Back in 2008, his restaurant, Elettaria debuted on 8th Street, during what was “a really challenging time open a restaurant and keep it open,” he says. Because of the recession, “I took a beating,” and he closed the restaurant about a year later. The experience was so disheartening he stepped away from the kind of food that he had been cooking there, like pan-roasted sweetbreads, quail, and duck breast, some of which featured South Asian influences.
Following the closing he was the head chef of La Esquina and consulted, but in the mix of experiences he fully embraced Mexican cuisine. “I’ve had a lot of fun with it and had a lot of fun away from fine dining,” he says; his wife had a baby, and the hours were such that he could spend a bit more time with his family.

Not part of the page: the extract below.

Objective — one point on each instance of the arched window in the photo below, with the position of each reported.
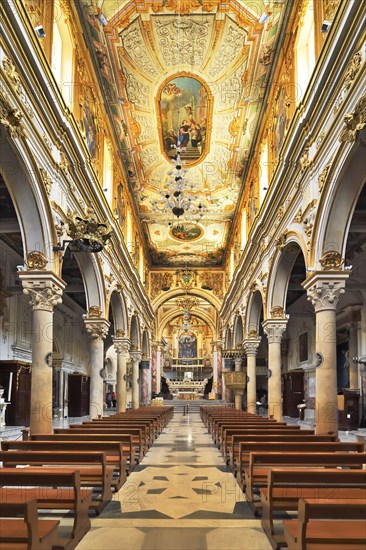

The cuisine has reminded him of Indian cooking, with cinnamon, cloves, chilis, and spices for dishes with “tons of ingredients,” that take “all day plus a day to cook.” He cites moles as examples.
Here in Brooklyn, Nawab’s new restaurant is a bright, nearly 40-seat space that had been Chuko Ramen, with communal tables and bar seating where drinks —once the liquor license is in place — will include margaritas, spiked horchata, and micheladas. With a menu of chips and dips, a selection of tacos, small plates, and vegetables as well as larger format family-style “platos,” it’s a neighborhood place to graze or feast.